The overuse of herbicides could be costing the UK farming economy £400m per year because of resulting resistance to them, including the scourge of black-grass.

Scientists from international conservation charity ZSL (Zoological Society of London) have, for the first time, put an economic figure on the herbicidal resistance of that major agricultural weed that is decimating winter-wheat farms across the UK.

Black-grass is a native annual weed which in large infestations in cropping fields can force farmers to abandon winter wheat – the UK’s main cereal crop. Farmers have been using herbicides to try and tackle the black-grass problem, but in many areas of England the agricultural weed is now resistant to these herbicides.

Heralded as ‘Western Europe’s most economically significant weed’, it is setting back the UK economy by £400m and an estimated 800,000 tonnes of lost wheat yield each year.

Published in 'Nature Sustainability', recently, by researchers from ZSL’s Institute of Zoology, Rothamsted Research and Sheffield University, who have devised a new model which helps quantify the economic costs of the resistant weed and its impact on yield under various farming scenarios.

It said that an estimated 4m tonnes of pesticide are applied to crops worldwide each year, and there are now 253 known herbicide-resistant weeds and unlike the known-costs to the economy of human antibiotic resistance – which runs into trillions of dollars – estimates of the costs of resistance to agricultural pesticides are severely lacking.

The research found that the UK is losing 800,000 tonnes in wheat yield each year – equivalent to roughly 5% of the UK’s domestic wheat consumption – due to herbicide resistant black-grass. A worst-case scenario – where all fields contained large amounts of resistant black-grass – is estimated to result in an annual cost of £1bn, with a wheat yield loss of 3.4m tonnes per year.

Lead author from ZSL’s Institute of Zoology, Dr Alexa Varah, said: “This study represents the first national-scale estimate of the economic costs and yield losses due to herbicide resistance, and the figure is shockingly higher than I think most would imagine.

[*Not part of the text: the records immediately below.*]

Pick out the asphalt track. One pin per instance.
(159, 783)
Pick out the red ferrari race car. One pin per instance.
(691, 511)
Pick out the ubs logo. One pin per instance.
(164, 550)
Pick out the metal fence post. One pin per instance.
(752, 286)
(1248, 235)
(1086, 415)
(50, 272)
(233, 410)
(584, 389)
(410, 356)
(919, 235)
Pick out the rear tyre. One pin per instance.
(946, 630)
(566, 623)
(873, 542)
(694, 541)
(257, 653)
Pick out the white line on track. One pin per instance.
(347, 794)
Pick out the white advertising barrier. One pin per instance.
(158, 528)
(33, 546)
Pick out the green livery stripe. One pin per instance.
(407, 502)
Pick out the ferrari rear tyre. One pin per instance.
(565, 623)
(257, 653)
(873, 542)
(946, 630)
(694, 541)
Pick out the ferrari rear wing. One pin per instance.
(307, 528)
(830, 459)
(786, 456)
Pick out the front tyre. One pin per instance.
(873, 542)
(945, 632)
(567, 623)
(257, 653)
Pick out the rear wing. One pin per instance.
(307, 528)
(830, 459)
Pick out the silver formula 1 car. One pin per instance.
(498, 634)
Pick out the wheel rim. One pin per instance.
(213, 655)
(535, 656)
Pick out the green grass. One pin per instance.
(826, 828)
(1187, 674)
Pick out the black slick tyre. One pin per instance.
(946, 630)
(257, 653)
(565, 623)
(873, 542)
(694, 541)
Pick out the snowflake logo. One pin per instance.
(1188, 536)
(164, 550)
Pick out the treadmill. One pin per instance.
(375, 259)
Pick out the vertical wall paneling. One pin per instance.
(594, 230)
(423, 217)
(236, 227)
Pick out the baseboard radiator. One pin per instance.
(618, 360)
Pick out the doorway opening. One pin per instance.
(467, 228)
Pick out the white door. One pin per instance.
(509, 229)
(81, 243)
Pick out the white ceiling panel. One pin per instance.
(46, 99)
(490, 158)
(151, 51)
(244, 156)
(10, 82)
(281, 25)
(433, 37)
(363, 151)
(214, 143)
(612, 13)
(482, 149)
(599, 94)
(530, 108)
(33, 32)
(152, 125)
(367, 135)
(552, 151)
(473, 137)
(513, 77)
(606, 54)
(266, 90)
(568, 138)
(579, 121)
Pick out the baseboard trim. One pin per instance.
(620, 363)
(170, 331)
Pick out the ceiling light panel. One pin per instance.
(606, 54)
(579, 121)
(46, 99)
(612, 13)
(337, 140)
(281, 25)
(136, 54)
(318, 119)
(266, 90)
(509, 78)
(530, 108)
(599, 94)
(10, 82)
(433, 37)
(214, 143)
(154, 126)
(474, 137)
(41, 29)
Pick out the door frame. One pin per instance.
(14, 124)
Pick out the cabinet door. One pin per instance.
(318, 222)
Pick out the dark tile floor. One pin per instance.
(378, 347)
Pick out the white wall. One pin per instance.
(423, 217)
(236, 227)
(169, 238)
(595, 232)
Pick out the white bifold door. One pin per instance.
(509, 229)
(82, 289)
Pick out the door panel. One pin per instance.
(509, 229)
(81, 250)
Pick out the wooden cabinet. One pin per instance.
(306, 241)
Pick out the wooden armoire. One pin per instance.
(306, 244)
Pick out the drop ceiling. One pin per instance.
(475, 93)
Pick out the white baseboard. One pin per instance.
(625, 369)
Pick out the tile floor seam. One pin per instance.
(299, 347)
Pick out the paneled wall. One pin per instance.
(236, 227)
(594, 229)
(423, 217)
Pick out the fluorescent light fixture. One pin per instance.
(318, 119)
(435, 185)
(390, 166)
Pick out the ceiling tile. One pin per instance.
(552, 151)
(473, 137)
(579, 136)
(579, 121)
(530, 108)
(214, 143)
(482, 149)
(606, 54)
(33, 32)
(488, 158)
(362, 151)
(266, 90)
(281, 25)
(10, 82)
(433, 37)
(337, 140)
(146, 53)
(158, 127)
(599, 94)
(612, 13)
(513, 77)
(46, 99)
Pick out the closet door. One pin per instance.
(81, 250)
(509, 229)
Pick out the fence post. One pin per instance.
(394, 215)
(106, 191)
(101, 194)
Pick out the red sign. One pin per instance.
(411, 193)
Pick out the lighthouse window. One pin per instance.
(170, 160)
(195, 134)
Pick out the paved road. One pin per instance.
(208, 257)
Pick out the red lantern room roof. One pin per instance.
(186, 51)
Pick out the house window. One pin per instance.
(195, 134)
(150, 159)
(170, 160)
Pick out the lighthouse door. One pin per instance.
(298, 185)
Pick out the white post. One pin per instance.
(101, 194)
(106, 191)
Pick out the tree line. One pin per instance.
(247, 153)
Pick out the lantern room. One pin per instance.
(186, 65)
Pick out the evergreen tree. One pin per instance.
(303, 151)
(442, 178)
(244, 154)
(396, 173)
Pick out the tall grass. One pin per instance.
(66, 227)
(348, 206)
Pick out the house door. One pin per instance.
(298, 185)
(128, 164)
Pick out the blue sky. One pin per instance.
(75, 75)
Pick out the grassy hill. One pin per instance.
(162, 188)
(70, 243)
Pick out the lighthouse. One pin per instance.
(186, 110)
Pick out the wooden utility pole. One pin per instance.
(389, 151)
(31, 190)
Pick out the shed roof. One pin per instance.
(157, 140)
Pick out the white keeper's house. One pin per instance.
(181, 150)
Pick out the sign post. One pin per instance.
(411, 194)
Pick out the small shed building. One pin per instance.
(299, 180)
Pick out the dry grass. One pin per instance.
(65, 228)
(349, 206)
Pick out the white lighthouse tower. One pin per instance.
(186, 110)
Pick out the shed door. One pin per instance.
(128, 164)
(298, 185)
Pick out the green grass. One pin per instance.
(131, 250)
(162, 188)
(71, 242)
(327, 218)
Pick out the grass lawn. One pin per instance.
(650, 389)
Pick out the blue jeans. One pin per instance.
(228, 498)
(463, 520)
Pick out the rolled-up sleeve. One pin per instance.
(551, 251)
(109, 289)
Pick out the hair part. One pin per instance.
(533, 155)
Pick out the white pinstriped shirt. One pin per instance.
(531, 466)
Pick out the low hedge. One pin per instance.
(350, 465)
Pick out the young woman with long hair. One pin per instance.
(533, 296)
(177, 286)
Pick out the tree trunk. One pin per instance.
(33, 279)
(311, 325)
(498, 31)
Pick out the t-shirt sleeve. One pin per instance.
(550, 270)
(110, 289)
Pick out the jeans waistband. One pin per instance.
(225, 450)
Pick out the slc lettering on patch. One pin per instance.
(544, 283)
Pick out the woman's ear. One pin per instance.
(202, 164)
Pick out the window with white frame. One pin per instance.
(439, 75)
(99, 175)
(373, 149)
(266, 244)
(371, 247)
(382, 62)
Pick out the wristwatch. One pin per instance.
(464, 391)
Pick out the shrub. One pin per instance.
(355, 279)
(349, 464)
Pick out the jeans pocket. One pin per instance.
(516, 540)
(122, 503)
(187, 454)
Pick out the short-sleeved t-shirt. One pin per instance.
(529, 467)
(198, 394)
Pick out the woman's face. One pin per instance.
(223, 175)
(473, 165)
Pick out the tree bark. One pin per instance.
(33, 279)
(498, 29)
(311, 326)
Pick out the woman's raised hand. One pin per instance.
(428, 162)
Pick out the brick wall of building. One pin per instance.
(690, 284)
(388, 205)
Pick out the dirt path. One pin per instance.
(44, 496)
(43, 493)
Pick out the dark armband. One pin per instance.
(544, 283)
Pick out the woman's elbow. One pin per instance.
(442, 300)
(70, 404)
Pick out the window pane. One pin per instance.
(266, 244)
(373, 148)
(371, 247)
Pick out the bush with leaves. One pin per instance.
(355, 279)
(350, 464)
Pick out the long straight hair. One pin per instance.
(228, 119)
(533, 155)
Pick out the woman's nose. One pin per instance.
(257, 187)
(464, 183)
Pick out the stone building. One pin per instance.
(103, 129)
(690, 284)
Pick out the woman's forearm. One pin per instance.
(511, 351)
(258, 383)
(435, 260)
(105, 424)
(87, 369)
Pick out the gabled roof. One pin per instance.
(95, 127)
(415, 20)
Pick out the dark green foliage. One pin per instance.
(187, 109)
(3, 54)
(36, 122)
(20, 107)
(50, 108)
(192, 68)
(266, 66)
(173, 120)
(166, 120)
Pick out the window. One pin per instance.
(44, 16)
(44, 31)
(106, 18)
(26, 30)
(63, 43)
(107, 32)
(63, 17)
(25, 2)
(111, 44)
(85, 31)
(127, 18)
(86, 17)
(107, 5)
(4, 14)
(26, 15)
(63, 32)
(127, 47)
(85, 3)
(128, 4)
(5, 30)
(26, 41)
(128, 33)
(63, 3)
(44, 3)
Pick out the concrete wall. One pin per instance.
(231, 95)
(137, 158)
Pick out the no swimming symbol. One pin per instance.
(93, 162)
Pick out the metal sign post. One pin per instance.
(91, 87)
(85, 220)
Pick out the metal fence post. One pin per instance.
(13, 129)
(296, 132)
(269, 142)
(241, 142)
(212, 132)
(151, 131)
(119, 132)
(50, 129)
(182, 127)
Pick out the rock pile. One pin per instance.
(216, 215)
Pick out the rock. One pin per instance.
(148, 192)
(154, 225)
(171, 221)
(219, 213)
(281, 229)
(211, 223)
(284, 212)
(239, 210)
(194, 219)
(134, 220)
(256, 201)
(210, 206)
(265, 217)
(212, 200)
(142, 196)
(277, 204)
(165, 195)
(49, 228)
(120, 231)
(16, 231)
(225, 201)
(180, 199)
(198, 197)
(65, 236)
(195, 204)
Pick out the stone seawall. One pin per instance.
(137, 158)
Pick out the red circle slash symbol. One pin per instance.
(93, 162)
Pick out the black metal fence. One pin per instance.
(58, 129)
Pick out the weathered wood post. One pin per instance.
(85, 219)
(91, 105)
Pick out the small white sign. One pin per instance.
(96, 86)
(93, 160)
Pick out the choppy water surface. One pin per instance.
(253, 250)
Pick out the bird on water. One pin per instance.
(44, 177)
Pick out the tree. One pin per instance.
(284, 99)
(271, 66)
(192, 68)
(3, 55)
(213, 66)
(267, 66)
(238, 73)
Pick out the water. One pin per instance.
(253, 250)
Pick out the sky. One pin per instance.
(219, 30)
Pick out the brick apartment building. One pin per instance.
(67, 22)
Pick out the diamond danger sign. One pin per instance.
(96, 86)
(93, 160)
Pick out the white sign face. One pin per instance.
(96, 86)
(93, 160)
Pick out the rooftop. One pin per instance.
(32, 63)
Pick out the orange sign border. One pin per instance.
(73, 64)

“We need to reduce pesticide use nationwide, which might mean introducing statutory limits on pesticide use, or support to farmers to encourage reduced use and adoption of alternative management strategies. Allocating public money for independent farm advisory services and research and development could help too.”

Industry recommendations have so far advised using a mixture of herbicides, designed to prevent the evolution of ‘specialist’ resistance, however alarmingly recent research has revealed that this method actually alters the type of resistance to a more generalist resistance, giving resistance to chemicals the plants have never even been exposed to.

Under-fire herbicide, glyphosate, remains one of the few herbicides that black-grass has not evolved resistance to, though evidence from a recent study shows that resistance to it is now evolving in the field too.

Dr Varah added: “Farmers need to be able to adapt their management to implement more truly integrated pest management strategies – such as much more diverse crop rotations and strict field hygiene measures.

“Currently resistance management is the responsibility of individual practitioners, but this isn’t a sustainable approach. It should be regulated through a national approach, linking the economic, agricultural, environmental and health aspects of this issue in a National Action Plan – that also targets glyphosate resistance.

“Understanding the economic and potential food security issues is a vital step, before looking at biodiversity, carbon emissions and water quality impacts in greater detail.”